Helluarchus whitei

Scientific classification
- Kingdom: Animalia
- Phylum: Arthropoda
- Clade: Pancrustacea
- Class: Insecta
- Order: Coleoptera
- Suborder: Adephaga
- Family: Carabidae
- Genus: Helluarchus
- Species: H. whitei
- Binomial name: Helluarchus whitei Lea, 1914

= Helluarchus whitei =

- Genus: Helluarchus
- Species: whitei
- Authority: Lea, 1914

Species of beetle

Helluarchus whitei is a species of beetle of the family Carabidae. It is found in Australia (South Australia).

== Description ==
Adults reach a length of about 36 mm. The head has scattered distinct punctures, with a wide wrinkled fovea on each side in front. The clypeus has irregular wrinkles and punctures. The antennae pass the scutellum for a slight distance, with the third joint longer than the second or fourth. The pronotum is not quite as long down the middle as the greatest width, with front angles rounded and slightly produced, the sides obliquely upcurved and widest slightly in advance of the middle, and with the hind angles slightly acute and somewhat rounded off, with a narrowly impressed median line, terminating near the apex and near the base in fairly large foveae.
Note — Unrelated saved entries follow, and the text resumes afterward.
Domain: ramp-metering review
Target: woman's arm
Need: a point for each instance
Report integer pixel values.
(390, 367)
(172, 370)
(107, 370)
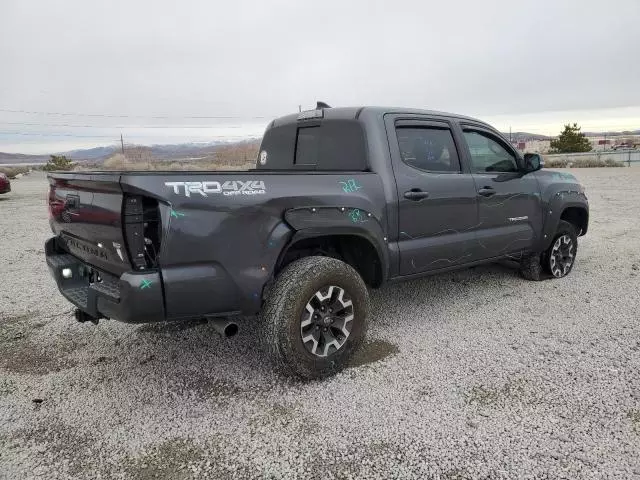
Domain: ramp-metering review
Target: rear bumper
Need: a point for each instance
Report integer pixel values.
(133, 297)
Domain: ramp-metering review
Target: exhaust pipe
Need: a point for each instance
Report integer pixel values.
(83, 317)
(224, 327)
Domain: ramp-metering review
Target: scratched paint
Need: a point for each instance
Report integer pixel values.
(350, 185)
(357, 216)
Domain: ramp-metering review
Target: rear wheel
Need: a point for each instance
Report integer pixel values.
(315, 316)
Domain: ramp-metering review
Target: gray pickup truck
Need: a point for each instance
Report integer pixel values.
(341, 199)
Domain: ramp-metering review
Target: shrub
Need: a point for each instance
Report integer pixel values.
(58, 162)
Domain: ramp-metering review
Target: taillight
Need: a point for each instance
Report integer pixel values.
(142, 230)
(55, 205)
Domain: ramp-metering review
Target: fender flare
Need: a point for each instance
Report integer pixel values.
(318, 222)
(555, 207)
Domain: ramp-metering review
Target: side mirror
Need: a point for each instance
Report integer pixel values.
(533, 162)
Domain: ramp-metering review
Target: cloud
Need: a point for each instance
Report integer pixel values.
(256, 58)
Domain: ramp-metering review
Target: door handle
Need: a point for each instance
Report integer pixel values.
(416, 194)
(486, 191)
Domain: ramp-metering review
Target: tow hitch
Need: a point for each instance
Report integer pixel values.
(83, 317)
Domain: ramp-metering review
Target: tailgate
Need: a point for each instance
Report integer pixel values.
(87, 212)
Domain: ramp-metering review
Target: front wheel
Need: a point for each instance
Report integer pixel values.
(315, 316)
(559, 258)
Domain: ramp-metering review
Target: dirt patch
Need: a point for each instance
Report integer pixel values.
(171, 460)
(204, 387)
(373, 352)
(70, 448)
(17, 327)
(488, 396)
(171, 327)
(19, 354)
(7, 387)
(634, 416)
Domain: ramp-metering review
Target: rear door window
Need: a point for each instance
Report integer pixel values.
(488, 154)
(428, 148)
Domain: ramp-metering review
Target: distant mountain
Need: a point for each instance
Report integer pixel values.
(525, 136)
(612, 134)
(178, 152)
(91, 154)
(21, 158)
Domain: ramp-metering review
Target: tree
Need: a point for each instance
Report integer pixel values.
(58, 162)
(571, 140)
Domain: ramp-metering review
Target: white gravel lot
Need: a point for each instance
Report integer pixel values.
(473, 374)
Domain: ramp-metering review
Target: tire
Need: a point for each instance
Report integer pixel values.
(565, 245)
(531, 267)
(297, 306)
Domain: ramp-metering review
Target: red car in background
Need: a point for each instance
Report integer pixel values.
(5, 184)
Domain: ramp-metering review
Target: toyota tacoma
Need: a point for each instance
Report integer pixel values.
(340, 200)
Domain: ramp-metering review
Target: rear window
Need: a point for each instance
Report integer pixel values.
(307, 146)
(324, 145)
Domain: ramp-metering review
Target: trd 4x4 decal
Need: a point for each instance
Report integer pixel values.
(229, 187)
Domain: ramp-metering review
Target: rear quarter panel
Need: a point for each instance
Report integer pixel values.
(220, 247)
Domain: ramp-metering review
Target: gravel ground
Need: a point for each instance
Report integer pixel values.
(473, 374)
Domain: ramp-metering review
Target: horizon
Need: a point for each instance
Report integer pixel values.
(53, 142)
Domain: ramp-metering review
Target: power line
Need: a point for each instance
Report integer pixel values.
(164, 117)
(114, 136)
(67, 125)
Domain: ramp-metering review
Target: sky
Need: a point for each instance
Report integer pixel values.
(76, 74)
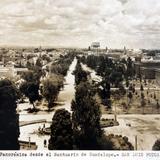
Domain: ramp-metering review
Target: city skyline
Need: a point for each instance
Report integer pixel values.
(114, 23)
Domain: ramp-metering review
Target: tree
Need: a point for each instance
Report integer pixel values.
(86, 118)
(31, 91)
(61, 131)
(50, 89)
(156, 145)
(9, 119)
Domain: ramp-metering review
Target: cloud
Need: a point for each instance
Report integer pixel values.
(115, 23)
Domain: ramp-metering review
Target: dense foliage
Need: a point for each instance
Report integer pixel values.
(9, 120)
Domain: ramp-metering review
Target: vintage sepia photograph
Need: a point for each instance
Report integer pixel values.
(80, 75)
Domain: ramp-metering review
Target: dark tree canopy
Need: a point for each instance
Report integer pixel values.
(86, 118)
(61, 131)
(9, 120)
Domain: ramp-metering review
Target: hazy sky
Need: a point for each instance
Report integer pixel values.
(77, 23)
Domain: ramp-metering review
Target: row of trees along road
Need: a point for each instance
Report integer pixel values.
(113, 73)
(83, 130)
(35, 89)
(9, 119)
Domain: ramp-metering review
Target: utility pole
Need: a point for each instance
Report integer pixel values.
(29, 144)
(136, 141)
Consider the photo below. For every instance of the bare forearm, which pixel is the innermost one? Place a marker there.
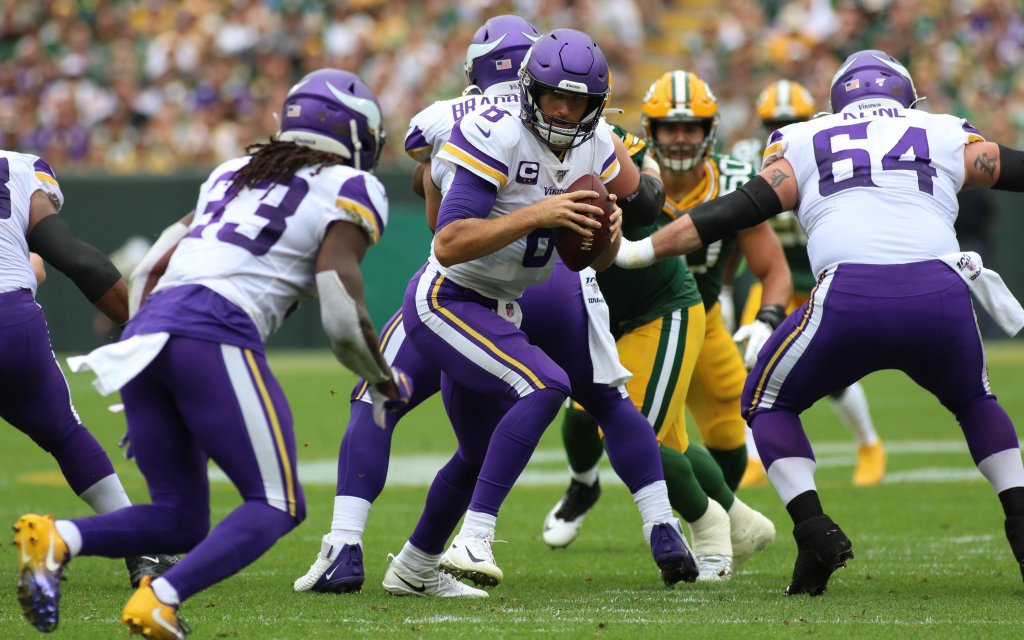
(676, 239)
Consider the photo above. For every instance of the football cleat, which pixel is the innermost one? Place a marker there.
(401, 581)
(146, 615)
(470, 557)
(821, 548)
(671, 552)
(714, 568)
(338, 568)
(751, 531)
(870, 465)
(42, 556)
(1015, 534)
(153, 565)
(563, 522)
(754, 475)
(712, 544)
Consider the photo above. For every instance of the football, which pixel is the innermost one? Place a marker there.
(577, 251)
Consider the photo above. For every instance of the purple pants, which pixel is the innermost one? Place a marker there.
(34, 394)
(480, 473)
(914, 317)
(203, 400)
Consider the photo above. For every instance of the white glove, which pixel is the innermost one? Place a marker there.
(728, 308)
(755, 334)
(635, 255)
(383, 404)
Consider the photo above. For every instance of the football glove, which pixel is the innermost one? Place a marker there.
(384, 404)
(728, 308)
(757, 333)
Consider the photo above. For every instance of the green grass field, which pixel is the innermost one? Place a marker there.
(931, 557)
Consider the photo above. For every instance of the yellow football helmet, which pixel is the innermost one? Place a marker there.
(784, 102)
(680, 96)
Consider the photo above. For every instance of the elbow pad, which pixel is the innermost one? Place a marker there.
(750, 205)
(340, 317)
(642, 206)
(1012, 172)
(91, 271)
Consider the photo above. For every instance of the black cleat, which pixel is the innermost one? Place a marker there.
(564, 520)
(153, 565)
(821, 548)
(1015, 534)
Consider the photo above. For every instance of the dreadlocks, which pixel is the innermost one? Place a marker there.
(276, 161)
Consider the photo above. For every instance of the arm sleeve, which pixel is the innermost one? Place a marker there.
(469, 197)
(91, 271)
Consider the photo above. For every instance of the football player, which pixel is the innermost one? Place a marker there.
(679, 359)
(504, 192)
(875, 187)
(781, 103)
(36, 399)
(291, 220)
(493, 59)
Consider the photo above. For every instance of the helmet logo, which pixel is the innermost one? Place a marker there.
(477, 50)
(569, 85)
(358, 104)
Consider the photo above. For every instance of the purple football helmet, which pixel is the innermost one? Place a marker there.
(497, 50)
(569, 61)
(871, 74)
(333, 111)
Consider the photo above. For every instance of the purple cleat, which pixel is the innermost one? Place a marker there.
(337, 569)
(671, 552)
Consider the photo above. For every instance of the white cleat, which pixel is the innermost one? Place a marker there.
(712, 544)
(400, 581)
(714, 568)
(470, 557)
(752, 531)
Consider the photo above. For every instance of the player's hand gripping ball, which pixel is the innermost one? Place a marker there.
(579, 252)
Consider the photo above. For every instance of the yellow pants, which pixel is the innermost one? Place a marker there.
(716, 387)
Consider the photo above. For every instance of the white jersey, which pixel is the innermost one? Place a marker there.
(495, 144)
(20, 176)
(258, 249)
(429, 129)
(878, 182)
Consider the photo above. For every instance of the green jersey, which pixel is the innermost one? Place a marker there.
(722, 175)
(795, 246)
(637, 297)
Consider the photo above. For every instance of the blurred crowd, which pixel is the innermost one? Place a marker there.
(125, 86)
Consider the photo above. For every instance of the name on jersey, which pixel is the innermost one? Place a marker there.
(878, 113)
(462, 108)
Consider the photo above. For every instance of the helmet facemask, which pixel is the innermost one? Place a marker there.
(682, 157)
(559, 133)
(568, 61)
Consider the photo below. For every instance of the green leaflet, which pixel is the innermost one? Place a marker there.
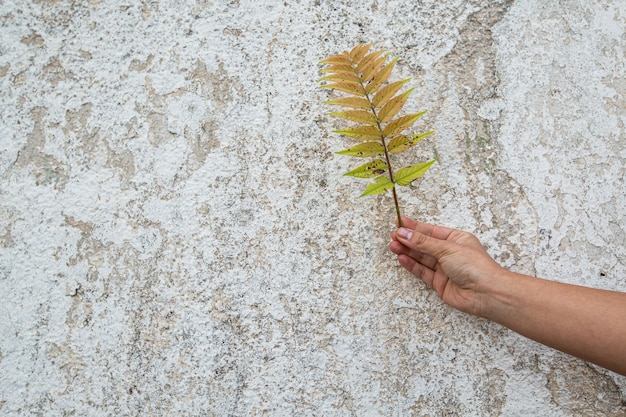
(401, 143)
(381, 185)
(407, 175)
(368, 170)
(364, 150)
(359, 116)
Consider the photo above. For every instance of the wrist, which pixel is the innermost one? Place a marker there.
(499, 294)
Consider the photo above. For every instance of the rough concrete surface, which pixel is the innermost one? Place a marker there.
(176, 237)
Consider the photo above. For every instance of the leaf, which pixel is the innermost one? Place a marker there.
(359, 51)
(361, 132)
(393, 106)
(402, 143)
(339, 59)
(368, 59)
(351, 102)
(372, 67)
(405, 176)
(381, 185)
(359, 116)
(401, 123)
(348, 77)
(380, 76)
(368, 170)
(349, 88)
(364, 150)
(385, 93)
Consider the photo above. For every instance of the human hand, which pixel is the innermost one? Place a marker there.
(452, 262)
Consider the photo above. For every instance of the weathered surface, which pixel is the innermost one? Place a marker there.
(176, 237)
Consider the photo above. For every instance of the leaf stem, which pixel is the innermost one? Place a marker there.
(382, 139)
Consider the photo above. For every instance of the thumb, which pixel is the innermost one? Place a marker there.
(422, 243)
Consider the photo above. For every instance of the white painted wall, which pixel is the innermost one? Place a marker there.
(176, 237)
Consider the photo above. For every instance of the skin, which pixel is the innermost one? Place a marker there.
(584, 322)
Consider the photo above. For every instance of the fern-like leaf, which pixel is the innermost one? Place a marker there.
(364, 150)
(374, 104)
(380, 186)
(369, 170)
(407, 175)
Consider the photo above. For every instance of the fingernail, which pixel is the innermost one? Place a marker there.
(405, 233)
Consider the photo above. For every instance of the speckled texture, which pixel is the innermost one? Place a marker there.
(176, 237)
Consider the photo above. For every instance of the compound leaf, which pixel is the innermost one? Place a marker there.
(359, 116)
(351, 102)
(359, 51)
(346, 87)
(369, 59)
(380, 76)
(342, 77)
(381, 185)
(368, 170)
(361, 132)
(339, 59)
(385, 93)
(405, 176)
(364, 150)
(393, 106)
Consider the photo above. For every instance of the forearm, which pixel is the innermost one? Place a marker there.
(584, 322)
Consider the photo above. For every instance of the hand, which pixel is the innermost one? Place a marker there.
(452, 262)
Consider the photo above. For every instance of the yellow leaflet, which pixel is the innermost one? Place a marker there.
(349, 88)
(381, 185)
(351, 102)
(359, 116)
(361, 132)
(393, 106)
(381, 76)
(385, 93)
(371, 68)
(368, 59)
(359, 51)
(364, 150)
(347, 77)
(405, 176)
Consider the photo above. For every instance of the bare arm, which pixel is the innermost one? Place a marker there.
(584, 322)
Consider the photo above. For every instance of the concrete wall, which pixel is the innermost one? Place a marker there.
(176, 237)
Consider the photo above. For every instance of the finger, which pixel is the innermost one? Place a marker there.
(422, 243)
(400, 249)
(425, 274)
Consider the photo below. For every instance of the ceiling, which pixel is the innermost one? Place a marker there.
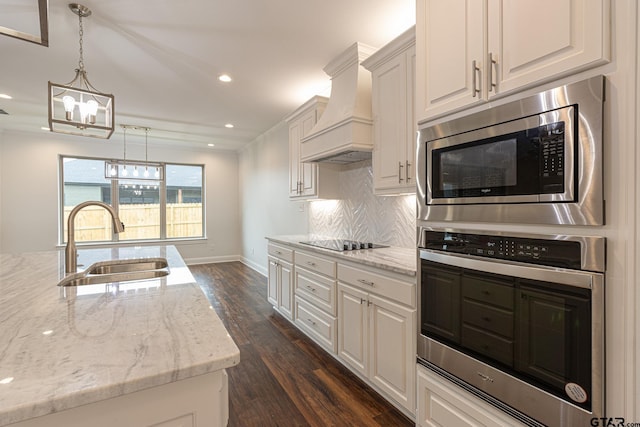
(161, 59)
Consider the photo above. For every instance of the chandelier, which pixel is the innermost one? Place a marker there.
(134, 170)
(77, 108)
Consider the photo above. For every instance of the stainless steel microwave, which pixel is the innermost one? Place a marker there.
(536, 160)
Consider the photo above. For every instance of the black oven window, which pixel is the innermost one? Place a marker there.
(537, 331)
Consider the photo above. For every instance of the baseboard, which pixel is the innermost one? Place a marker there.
(258, 268)
(229, 258)
(212, 260)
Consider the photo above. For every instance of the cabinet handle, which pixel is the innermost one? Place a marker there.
(492, 63)
(366, 282)
(474, 70)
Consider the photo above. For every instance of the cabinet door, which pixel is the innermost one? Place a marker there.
(533, 41)
(286, 289)
(308, 170)
(392, 349)
(272, 282)
(295, 134)
(442, 403)
(451, 46)
(390, 117)
(353, 327)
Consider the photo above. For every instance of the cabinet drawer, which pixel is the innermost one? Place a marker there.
(489, 318)
(394, 289)
(315, 263)
(318, 325)
(280, 252)
(487, 290)
(492, 345)
(317, 289)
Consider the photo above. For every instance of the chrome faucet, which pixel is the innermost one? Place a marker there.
(70, 252)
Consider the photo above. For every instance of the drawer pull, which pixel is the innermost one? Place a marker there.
(366, 282)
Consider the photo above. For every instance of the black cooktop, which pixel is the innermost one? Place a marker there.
(343, 244)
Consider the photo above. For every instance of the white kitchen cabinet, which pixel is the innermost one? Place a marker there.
(315, 298)
(442, 403)
(376, 333)
(280, 279)
(304, 178)
(470, 51)
(393, 105)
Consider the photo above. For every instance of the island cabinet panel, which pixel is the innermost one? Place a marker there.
(200, 401)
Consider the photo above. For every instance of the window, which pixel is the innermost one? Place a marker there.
(150, 210)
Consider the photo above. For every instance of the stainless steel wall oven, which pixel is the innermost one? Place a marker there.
(537, 160)
(517, 319)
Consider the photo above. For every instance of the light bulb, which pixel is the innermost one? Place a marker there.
(92, 108)
(84, 111)
(69, 104)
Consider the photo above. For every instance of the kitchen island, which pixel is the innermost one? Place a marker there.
(149, 352)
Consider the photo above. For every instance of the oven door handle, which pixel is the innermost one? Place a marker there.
(581, 279)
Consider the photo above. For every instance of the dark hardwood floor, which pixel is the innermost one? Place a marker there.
(284, 378)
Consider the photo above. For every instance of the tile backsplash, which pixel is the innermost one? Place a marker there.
(360, 215)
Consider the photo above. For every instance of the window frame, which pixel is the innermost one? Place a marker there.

There are conspicuous scattered punctures, denser about the sides and base than elsewhere. The elytra are elliptic-ovate, with the surface finely shagreened, with rows of rather small punctures in narrow striae. The interstices are much wider than the striae, the fifth on each elytron conspicuously elevated and marking off the rapidly sloping (almost vertical) sides from the slightly concave median portion, on the posterior declivity bifurcated and not conspicuously elevated. Each interstice has an irregular row (or with parts of two irregular rows) of small punctures, but larger on the sides than elsewhere.